This is a story about college, about fire and also about love.
Allison Lee is seventeen and off to college in the fall. So far, she’s been in love once (total catastrophe) and on fire twice (also pretty bad). Both love and fire have left their scars.
Looking a little more burnt chicken and a little less radiant phoenix, Allison takes up residence in Dylan Hall (a.k.a. Dyke Hall) at St. Joseph’s College, where she discovers the true gift of freshman year: the opportunity to reinvent yourself. Miles away from the high school she’s happy to leave behind, her all-female dorm is a strange new world, home to new social circles and challenges. Allison still feels like the odd girl out … until Shar appears. Beautiful and blinding, Shar quickly becomes the sun at the centre of Allison’s universe, drawing her in with dangerous allure.
Will Allison get burned again? And, if she does, what kind of scars will she earn this time?
I’ve been on a big “Canadian author” kick lately so I jumped at the chance to read Mariko Tamaki’s newest book, (You) Set Me on Fire.
I became invested in Allison’s story right from the start. It’s unique and more than a little strange. But then, Allison is strange, too, which was a nice change from all the perfect lead characters that are found in books. While reading, I felt like she was speaking directly to me, or that I was reading a letter she wrote. My only complaint about the writing is the use of caps lock all through the book. I started to find it annoying after awhile. I realize, however, that cap locks are extremely ‘teenagerish’ so that fact doesn’t bring down my review at all. It was just a personal preference.

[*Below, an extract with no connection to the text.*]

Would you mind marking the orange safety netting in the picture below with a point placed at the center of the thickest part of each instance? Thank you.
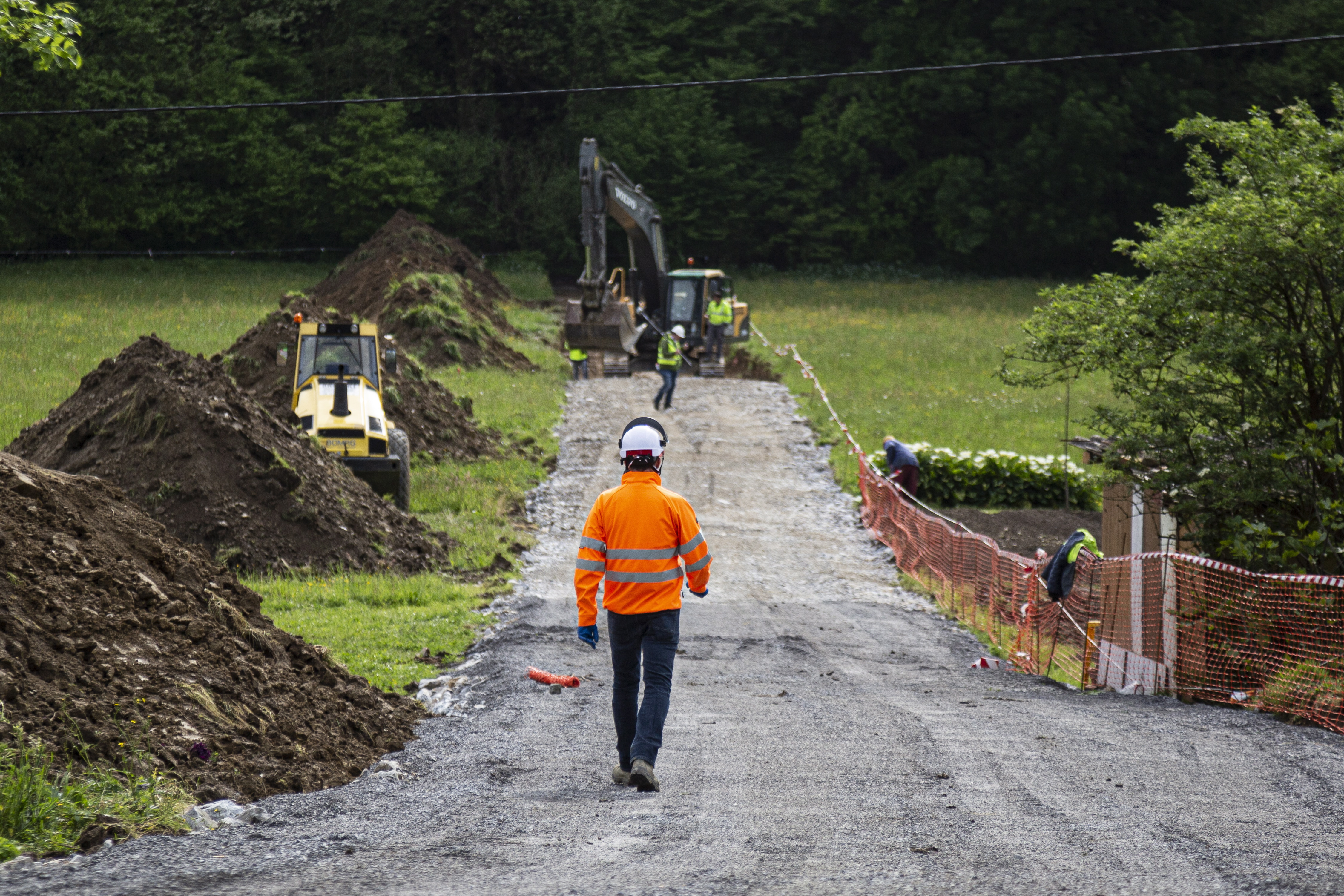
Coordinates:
(1139, 624)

The characters in the book are as weird and diverse as Allison. I love that! Nothing about them is cookie cutter at all. With the introduction of each new player in Allison’s story, the story was enriched. The entire book is unlike anything I’ve ever read and I sincerely appreciate that. Plus, I’ve never read anything where the main character is lesbian before. It gave her another layer and I enjoyed watching her grow – leaving teenagerdom behind and moving toward adulthood.